Tribune Media’s CEO Peter Liguori offered two clear factors for the company’s quarterly financial shortfall: Donald Trump and the Olympics.
“Our results would have been even better but for the Trump campaign's substantially lower than expected spend on television advertising and the fact that our station portfolio does not benefit from Olympic advertising because we have only two relatively small NBC affiliates,” Liguori said in a release from the company detailing its quarterly performance. “Adjusting for the significant impact of core dollars shifting into the Olympics, we estimate that core advertising remained essentially flat in the quarter, consistent with the first half of 2016. Similarly, despite lower overall political spending in the market versus 2012, we significantly increased our political advertising market share, and at this time we estimate that our full-year gross political advertising revenue will be about $161 million, or 97% of our record 2012 total.”
Indeed, Tribune wasn’t the only TV broadcaster suffering from unexpectedly sluggish political spending. Just yesterday Gray Television reported similarly sluggish quarterly revenues. “Actual spending by candidates, political parties and third-parties fell far short of expectations, especially in Gray's markets,” Gray CEO Hilton Howell said in a release detailing the company’s earnings. “The political revenue results and uncertain macro environment make it more likely that Gray will place the highest priority on debt repayment over the next four to five quarters."

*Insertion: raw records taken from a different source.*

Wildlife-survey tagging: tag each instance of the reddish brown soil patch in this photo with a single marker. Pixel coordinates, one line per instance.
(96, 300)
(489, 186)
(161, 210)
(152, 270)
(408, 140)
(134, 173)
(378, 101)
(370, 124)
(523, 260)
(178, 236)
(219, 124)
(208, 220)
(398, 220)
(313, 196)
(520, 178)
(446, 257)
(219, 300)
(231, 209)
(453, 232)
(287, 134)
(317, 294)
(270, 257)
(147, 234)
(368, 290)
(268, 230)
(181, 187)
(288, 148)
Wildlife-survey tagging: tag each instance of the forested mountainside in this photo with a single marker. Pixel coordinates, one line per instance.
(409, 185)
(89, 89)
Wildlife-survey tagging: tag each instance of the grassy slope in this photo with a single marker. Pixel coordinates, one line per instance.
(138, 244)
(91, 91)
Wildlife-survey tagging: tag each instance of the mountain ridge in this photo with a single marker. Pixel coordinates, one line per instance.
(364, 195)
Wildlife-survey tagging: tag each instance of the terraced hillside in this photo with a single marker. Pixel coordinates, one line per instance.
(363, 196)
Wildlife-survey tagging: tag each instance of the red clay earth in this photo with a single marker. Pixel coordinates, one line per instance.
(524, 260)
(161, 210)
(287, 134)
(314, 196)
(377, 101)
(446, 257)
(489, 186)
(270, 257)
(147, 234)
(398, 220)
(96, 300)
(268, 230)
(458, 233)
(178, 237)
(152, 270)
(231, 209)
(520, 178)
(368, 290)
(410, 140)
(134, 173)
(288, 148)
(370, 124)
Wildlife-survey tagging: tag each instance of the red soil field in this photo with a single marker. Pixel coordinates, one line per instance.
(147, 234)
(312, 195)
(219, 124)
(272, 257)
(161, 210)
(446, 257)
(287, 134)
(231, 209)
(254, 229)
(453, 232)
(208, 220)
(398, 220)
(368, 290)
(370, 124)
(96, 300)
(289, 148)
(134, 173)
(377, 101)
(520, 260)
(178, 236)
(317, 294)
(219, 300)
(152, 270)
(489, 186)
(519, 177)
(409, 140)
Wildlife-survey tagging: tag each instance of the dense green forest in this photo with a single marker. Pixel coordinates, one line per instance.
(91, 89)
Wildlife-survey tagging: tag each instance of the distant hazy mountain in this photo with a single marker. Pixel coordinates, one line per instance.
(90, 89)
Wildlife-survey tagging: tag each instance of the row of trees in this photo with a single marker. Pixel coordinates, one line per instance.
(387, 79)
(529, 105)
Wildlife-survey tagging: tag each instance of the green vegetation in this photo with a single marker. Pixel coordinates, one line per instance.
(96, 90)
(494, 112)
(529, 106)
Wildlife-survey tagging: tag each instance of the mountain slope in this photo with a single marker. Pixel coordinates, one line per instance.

Media General also reported lower-than-expected revenues today, driven partly by lower political ad spending. The company continues to expect to close its merger with Nexstar.
Overall, Tribune reported operating revenues of $518.1 million, up 6 percent from the same period a year ago, but lower than expectations. The company also lowered its guidance for the rest of the year.
While Hillary Clinton’s campaign advertised mostly as expected, Trump’s campaign benefitted from “unprecedented celebrity use of free media,” explained Tribune’s Liguori during the company’s conference call with investors, according to a Wall Street Journal article on the event. The result, Liguori said, was that Trump lowered his spending on traditional ads.
Trump was elected president in a surprise victory last night.
Interestingly, as the WSJ pointed out, Liguori and Tribune’s management team are “discussing the implications” of Trump’s election, and noted the company could be affected by market volatility. However, he added that “We have tremendous flexibility and that will help us if the waters get choppier in the next coming months.”
Tribune Media in February announced it was exploring “strategic alternatives,” corporate jargon that often indicates possible mergers or acquisitions. However, in its earnings the company said that it “has nothing definitive to report at this time.”